Photo courtesy of Dairy Farmers of Canada
Perhaps under my current level of stress, with my cortisol and insulin response not functioning as well as they should, it is not such a bad idea to return to a paleo template in it's most black-and-white form.  In the last few days, having removed dairy from my diet, my body has been acting like I'm on some kind of sugar-cleanse, giving some validity to Cordains' view on dairy.  So maybe it really is a question of your current state of health.  Right now, in my current state, it is not a good thing to consume.  Perhaps, if I were at my goal weight and under substantially less stress, I could tolerate small amounts of cheese and yogurt again, but not so much right now. 

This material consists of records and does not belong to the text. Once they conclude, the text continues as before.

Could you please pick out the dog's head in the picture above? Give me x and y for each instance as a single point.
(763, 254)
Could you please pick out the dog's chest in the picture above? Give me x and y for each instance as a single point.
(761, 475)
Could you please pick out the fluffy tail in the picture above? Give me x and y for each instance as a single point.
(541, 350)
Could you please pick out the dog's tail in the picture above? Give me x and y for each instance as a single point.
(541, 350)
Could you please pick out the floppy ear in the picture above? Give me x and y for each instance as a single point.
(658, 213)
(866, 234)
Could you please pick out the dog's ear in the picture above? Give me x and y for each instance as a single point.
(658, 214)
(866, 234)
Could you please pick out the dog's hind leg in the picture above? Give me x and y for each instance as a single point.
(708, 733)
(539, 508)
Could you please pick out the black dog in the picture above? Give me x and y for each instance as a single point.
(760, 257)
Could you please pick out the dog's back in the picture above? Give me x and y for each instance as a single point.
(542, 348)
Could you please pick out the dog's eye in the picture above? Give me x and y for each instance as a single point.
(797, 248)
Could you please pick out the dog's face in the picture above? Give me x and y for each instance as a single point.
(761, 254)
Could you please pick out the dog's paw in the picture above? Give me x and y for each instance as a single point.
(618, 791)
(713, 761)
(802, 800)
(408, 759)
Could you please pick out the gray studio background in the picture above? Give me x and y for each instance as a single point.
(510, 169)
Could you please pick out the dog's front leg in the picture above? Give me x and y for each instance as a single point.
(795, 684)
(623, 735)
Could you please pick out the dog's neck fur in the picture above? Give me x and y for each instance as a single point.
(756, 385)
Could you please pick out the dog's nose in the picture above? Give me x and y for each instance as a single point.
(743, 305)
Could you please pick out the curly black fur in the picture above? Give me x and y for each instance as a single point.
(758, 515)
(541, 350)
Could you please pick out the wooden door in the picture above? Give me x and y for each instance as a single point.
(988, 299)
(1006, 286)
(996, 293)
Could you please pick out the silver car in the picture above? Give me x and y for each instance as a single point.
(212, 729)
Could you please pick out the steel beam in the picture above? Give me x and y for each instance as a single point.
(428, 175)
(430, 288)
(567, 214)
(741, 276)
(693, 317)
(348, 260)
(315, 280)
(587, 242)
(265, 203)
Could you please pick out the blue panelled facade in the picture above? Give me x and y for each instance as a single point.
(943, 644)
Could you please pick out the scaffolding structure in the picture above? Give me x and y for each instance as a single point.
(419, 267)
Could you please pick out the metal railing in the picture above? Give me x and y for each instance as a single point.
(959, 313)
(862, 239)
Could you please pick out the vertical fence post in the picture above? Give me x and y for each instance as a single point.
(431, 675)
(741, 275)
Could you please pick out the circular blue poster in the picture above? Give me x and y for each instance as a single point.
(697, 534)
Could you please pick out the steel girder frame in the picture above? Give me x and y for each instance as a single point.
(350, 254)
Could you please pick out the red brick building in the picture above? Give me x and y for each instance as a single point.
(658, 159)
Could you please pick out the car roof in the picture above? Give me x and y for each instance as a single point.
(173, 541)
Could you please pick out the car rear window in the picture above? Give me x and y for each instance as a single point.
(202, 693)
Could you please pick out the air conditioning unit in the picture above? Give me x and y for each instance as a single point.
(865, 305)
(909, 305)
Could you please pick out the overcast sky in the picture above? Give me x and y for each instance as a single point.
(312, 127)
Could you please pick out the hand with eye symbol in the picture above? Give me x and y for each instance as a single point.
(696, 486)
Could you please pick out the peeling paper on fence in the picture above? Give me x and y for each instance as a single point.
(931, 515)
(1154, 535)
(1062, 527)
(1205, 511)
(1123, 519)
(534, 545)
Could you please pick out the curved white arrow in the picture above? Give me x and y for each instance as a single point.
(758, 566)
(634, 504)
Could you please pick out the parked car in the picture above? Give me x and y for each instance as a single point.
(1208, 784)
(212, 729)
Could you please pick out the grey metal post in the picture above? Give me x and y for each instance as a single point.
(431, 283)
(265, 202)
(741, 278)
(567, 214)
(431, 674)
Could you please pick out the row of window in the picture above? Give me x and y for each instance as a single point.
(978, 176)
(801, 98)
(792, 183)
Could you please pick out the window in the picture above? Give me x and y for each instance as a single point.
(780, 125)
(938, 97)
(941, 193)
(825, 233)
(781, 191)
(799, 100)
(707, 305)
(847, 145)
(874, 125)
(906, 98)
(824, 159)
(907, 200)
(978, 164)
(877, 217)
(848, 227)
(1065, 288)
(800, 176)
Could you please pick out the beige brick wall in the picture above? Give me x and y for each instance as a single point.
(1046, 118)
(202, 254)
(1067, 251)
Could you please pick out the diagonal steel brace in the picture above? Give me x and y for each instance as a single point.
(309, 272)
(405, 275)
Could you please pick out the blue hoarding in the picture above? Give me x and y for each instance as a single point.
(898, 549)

I do follow more of a paleo framework rather than the strict sense of the diet itself--don't we all do that nowadays?  The whole diet is only as good as the science behind it, and the science is changing every day (have you heard Chris's stance on legumes now?)  I am a firm believer in the N=1 style of testing every theory on your body since we all are a bit different.  I really appreciate how the paleo diet has evolved over these past few years, relaxing it's stance on many whole foods that it had previously banned (like the whole safe starches argument that suggests white potatoes and white rice might be better for the metabolism than most fruits due to how your body breaks down simple fructose--but that's another post).  That being said, the minute your health begins to decline again, a return to a strict paleo diet (and sometimes an even stricter auto-immune protocol) is the best bet until conditions clear up.